Nesse aspecto, a parte autora não se desincumbiu dos ônus probatórios de carrear PPP válido apto a individualizar sua situação fática e comprovar a especificidade ensejadora do reconhecimento de possível agressividade, inviabilizando, portanto, o enquadramento pretendido.
Destarte, os interstícios supracitados devem ser reconhecidos como especiais e somados aos lapsos incontroversos.
Não obstante, a parte autora não atinge tempo necessário à aposentadoria especial na primeira DER 20/4/2015, de modo que passo à análise dos pressupostos à aposentadoria por tempo de contribuição.

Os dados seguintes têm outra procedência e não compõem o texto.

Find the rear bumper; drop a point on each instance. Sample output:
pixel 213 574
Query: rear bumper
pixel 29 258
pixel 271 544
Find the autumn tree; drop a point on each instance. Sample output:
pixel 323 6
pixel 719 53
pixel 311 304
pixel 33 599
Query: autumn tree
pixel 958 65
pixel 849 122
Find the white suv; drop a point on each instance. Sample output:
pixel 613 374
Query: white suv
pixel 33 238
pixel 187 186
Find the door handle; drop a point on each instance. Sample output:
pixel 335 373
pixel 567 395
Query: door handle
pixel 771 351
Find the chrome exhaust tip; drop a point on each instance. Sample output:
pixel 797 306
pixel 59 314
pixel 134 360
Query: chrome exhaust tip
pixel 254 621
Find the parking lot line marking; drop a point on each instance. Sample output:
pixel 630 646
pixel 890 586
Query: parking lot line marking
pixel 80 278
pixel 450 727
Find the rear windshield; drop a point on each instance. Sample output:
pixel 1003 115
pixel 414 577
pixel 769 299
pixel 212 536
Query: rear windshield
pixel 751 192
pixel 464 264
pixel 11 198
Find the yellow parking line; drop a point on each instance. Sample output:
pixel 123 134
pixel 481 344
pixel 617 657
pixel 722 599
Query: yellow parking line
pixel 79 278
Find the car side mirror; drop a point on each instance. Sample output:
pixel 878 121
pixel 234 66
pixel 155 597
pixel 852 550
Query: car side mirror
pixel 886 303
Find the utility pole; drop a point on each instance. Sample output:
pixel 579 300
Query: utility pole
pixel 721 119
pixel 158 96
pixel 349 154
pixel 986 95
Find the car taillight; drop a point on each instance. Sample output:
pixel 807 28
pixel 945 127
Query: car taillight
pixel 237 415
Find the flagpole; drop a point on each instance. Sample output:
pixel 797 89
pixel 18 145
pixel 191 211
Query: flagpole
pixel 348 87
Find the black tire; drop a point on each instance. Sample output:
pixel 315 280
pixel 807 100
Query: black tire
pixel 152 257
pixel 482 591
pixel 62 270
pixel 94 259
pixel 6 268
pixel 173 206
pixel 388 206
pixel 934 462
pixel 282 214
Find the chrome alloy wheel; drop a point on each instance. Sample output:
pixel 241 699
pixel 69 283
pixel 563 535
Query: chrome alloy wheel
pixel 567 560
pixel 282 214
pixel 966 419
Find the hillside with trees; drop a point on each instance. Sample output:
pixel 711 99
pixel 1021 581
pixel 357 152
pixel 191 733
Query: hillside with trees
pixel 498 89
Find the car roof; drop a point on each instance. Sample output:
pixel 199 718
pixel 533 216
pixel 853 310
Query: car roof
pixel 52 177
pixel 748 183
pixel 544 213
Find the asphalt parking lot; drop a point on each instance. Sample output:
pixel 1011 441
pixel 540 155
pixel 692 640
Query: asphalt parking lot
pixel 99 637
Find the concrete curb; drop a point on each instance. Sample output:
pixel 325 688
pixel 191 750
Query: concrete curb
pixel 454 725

Da aposentadoria por tempo de contribuição
Antes da edição da Emenda Constitucional n. 20, de 15 de dezembro de 1998, a aposentadoria por tempo de serviço estava prevista no artigo 202 da Constituição Federal, assim redigido:
"Art. 202. É assegurada aposentadoria, nos termos da lei, calculando-se o benefício sobre a média dos trinta e seis últimos salários-de-contribuição, corrigidos monetariamente mês a mês, e comprovada a regularidade dos reajustes dos salários-de-contribuição de modo a preservar seus valores reais e obedecidas as seguintes condições:
(...)
II - após trinta e cinco anos de trabalho, ao homem, e, após trinta, à mulher, ou em tempo inferior, se sujeitos a trabalho sob condições especiais, que prejudiquem a saúde ou a integridade física, definidas em lei:
(...)
§ 1º - É facultada aposentadoria proporcional, após trinta anos de trabalho, ao homem, e, após vinte e cinco, à mulher."

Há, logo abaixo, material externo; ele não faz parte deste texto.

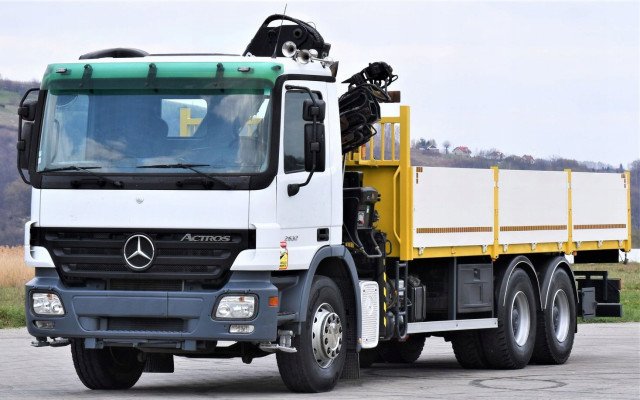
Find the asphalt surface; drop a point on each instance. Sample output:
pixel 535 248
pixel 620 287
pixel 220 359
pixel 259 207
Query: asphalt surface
pixel 605 364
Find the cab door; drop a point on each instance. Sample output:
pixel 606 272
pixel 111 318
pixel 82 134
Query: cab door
pixel 304 218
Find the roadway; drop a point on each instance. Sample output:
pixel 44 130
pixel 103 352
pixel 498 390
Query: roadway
pixel 605 364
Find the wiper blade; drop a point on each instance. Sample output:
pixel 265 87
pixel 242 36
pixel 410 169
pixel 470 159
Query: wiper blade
pixel 101 179
pixel 192 167
pixel 70 168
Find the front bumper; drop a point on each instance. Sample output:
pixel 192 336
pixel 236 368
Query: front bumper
pixel 157 319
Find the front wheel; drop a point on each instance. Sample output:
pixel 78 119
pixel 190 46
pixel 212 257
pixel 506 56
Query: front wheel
pixel 557 323
pixel 318 363
pixel 107 369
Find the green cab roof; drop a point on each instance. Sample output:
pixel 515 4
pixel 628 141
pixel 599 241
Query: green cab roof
pixel 162 74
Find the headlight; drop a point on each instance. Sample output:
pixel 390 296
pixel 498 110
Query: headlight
pixel 46 304
pixel 236 307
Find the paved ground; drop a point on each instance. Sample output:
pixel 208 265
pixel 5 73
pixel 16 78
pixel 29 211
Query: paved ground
pixel 605 364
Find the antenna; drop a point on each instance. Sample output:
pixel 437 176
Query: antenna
pixel 275 48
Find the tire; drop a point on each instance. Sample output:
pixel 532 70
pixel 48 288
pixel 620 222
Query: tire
pixel 110 368
pixel 557 323
pixel 318 363
pixel 469 350
pixel 511 344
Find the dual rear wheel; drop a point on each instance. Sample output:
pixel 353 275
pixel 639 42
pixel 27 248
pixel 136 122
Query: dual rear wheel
pixel 523 334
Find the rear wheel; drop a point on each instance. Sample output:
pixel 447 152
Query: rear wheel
pixel 511 344
pixel 109 368
pixel 318 363
pixel 557 323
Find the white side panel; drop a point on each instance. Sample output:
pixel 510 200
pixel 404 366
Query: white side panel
pixel 452 207
pixel 599 206
pixel 533 207
pixel 192 209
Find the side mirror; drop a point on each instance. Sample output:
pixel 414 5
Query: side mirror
pixel 23 145
pixel 313 110
pixel 314 144
pixel 27 111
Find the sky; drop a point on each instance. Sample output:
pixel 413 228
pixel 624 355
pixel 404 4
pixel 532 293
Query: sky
pixel 544 78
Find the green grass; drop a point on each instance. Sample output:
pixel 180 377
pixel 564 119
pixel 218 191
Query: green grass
pixel 12 307
pixel 630 295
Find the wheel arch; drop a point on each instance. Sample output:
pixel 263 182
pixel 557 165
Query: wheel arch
pixel 334 262
pixel 504 273
pixel 546 270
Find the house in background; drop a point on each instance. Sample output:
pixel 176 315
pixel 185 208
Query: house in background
pixel 461 151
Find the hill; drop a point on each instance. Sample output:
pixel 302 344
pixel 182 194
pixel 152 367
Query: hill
pixel 15 195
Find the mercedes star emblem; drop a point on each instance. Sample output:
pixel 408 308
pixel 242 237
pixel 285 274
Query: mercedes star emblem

Já na legislação infraconstitucional, a previsão está contida no artigo 52 da Lei n. 8.213/1991:
"Art. 52. A aposentadoria por tempo de serviço será devida, cumprida a carência exigida nesta Lei, ao segurado que completar 25 (vinte e cinco) anos de serviço, se do sexo feminino, ou 30 (trinta) anos, se do masculino."
Assim, para fazer jus ao benefício de aposentadoria por tempo de serviço, o segurado teria de preencher somente dois requisitos, a saber: tempo de serviço e carência.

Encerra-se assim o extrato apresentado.